Как я уже описывал в вводной статье про обратный прокси Traefik, этот LXC-контейнер является точкой входа на мой домашний сервер, где Traefik проксирует запросы к нужным сервисам. Соответственно, поставить дополнительную защиту именно в этот контейнер — логичное решение.
Напомню, что этот LXC-контейнер принимает HTTPS-трафик только через WireGuard-туннель от нашего внешнего VPS сервера. Traefik ловит весь этот трафик и ведёт Access-лог всех запросов. Именно этот лог будет анализировать наш CrowdSec и на основе него блокировать нежелательных клиентов.
Установка CrowdSec
Установка сводится к тому, что нужно добавить в наш пакетный менеджер apt дополнительный репозиторий и затем, используя его, установить сам CrowdSec. Вот две команды для этого:
curl -s https://packagecloud.io/install/repositories/crowdsec/crowdsec/script.deb.sh | sudo bash
apt install crowdsec
Warning
Вобще, перед тем как выполнять curl | bash, рекомендуется сначала скачать скрипт и проверить его содержимое — это хорошая практика с точки зрения безопасности.
Проверяем, что всё установилось корректно:
cscli version
Если команда показывает версию — значит, установка прошла успешно.
Установка коллекций
Теперь настроим CrowdSec для работы с Traefik. Для начала нам нужно добавить необходимые коллекции. Коллекции — это наборы парсеров и сценариев, по которым CrowdSec определяет вредоносную активность.

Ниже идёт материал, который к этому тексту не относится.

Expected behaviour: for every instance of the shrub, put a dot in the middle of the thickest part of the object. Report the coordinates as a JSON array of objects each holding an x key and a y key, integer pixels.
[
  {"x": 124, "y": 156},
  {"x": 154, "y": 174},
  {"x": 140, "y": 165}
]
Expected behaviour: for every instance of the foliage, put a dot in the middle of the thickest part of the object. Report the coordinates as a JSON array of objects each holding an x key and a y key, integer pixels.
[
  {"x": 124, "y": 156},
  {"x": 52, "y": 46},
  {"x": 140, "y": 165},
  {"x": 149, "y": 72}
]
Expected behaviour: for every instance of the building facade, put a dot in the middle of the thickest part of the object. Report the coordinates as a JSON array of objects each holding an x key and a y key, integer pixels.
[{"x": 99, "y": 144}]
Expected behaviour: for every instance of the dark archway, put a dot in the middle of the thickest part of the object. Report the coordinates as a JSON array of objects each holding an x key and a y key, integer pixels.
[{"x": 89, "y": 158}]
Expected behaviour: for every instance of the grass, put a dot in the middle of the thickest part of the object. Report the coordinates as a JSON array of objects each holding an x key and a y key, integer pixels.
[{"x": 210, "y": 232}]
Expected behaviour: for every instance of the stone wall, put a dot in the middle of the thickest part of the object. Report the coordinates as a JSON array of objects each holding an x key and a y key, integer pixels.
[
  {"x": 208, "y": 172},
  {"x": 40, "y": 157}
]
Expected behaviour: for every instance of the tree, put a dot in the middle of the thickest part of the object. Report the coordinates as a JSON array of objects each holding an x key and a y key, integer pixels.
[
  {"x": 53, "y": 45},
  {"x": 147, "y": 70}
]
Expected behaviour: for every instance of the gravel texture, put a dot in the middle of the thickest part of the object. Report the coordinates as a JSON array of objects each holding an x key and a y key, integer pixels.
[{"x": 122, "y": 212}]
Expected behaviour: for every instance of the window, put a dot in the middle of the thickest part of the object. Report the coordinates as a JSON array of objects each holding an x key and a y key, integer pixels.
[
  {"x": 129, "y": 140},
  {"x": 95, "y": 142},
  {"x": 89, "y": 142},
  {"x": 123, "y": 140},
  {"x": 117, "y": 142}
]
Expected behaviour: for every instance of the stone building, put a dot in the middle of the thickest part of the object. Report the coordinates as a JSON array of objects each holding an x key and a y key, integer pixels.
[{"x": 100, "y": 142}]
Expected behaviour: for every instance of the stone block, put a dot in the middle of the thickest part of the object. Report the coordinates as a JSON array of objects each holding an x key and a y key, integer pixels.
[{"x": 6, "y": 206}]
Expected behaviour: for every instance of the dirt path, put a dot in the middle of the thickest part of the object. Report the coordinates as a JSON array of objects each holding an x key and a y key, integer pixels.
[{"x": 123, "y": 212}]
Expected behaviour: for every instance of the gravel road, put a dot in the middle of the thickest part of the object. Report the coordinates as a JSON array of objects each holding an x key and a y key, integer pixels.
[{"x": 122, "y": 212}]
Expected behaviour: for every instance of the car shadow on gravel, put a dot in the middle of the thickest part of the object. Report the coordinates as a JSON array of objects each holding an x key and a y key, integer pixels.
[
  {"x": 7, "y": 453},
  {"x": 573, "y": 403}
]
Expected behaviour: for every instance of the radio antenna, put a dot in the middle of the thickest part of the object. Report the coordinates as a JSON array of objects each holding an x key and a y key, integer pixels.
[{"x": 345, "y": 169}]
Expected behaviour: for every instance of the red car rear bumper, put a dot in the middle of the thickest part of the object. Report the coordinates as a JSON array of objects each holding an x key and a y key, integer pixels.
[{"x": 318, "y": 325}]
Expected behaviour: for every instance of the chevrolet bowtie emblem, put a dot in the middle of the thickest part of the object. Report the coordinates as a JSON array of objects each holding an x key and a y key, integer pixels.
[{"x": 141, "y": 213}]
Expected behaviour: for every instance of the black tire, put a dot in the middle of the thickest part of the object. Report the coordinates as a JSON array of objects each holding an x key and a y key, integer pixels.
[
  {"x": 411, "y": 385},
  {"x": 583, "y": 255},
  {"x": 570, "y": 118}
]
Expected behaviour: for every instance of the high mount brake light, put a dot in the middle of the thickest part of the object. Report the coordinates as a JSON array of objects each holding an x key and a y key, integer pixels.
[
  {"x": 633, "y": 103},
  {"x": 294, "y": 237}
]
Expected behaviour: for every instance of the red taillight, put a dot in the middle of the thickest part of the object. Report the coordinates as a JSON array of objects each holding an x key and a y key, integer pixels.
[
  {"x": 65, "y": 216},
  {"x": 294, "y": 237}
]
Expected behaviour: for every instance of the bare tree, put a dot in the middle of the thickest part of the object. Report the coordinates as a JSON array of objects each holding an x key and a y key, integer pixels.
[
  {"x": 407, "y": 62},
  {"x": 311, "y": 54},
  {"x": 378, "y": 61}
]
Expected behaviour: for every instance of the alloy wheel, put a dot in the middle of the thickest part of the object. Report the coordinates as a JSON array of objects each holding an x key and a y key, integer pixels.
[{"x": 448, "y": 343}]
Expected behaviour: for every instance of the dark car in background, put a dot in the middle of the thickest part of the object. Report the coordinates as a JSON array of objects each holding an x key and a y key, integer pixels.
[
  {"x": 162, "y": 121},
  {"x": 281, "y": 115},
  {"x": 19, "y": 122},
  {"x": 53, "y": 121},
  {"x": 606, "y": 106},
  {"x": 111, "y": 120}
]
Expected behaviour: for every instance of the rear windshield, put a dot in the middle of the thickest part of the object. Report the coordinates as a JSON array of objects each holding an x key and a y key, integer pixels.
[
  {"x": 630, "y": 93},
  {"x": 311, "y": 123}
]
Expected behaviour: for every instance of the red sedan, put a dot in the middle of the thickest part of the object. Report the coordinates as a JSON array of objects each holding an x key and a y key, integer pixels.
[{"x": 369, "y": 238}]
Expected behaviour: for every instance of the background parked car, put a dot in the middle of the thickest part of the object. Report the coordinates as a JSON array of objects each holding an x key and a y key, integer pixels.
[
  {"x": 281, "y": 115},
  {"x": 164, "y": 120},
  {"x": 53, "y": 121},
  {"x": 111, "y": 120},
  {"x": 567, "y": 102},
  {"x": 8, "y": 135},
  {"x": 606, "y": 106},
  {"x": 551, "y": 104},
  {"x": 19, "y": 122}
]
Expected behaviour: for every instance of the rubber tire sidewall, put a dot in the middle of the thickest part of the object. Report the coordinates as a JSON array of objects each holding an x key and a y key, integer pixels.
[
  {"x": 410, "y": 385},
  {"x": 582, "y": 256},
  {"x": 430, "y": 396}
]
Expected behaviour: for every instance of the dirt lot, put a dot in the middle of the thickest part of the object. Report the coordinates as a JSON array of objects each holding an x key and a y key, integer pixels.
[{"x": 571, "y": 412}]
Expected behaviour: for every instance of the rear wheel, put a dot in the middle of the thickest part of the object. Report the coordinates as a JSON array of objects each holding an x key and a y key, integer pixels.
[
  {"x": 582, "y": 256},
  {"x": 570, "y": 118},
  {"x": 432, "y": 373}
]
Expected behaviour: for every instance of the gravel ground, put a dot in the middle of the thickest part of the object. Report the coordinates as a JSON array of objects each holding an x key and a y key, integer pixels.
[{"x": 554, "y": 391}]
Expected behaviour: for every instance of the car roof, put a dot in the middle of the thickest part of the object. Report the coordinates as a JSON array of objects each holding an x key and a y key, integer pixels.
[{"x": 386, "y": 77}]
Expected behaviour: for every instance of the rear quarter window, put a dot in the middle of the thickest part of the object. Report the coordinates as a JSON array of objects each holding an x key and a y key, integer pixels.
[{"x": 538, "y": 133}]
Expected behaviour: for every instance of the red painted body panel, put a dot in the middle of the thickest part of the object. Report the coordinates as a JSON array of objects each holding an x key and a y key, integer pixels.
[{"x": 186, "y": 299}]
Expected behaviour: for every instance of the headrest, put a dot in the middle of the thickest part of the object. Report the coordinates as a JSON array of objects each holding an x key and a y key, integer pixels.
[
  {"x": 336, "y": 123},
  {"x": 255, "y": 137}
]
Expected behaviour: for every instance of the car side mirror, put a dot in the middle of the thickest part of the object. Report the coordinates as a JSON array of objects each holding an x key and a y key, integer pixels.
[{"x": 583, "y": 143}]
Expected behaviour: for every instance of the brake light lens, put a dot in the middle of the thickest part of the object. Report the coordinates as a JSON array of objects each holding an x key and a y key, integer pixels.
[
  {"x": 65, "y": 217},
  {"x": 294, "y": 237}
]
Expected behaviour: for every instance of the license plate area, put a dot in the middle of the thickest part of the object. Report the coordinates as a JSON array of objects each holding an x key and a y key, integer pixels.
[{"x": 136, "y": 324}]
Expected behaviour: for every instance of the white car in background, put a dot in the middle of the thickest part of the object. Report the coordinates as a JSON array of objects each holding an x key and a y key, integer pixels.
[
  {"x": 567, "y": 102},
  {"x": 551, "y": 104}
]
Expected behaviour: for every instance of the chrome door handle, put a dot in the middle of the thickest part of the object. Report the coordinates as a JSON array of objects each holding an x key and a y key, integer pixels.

cscli collections install crowdsecurity/base-http-scenarios
cscli collections install crowdsecurity/http-cve
cscli collections install crowdsecurity/linux
cscli collections install crowdsecurity/sshd
cscli collections install crowdsecurity/whitelist-good-actors
А также самое главное — коллекция для работы с логами Traefik:
cscli collections install crowdsecurity/traefik
Проверить все установленные коллекции можно командой:
cscli collections list
Белый список локальных адресов
Чтобы CrowdSec случайно не забанил устройства из локальной сети (например, при активном тестировании или отладке), рекомендуется добавить локальные IP-адреса в белый список. Для этого отредактируем файл /etc/crowdsec/parsers/s02-enrich/whitelist-local.yaml:
nano /etc/crowdsec/parsers/s02-enrich/whitelist-local.yaml
name: custom/whitelist-local
description: Whitelist local networks
whitelist:
reason: local network
cidr:
- 192.168.1.0/24
Здесь 192.168.1.0/24 — подсеть вашей локальной сети. Если у вас другая адресация, измените на свою. Можно также добавить конкретные IP-адреса отдельными строками. IP-адреса из указанной подсети будут полностью игнорироваться при анализе логов и никогда не попадут в бан.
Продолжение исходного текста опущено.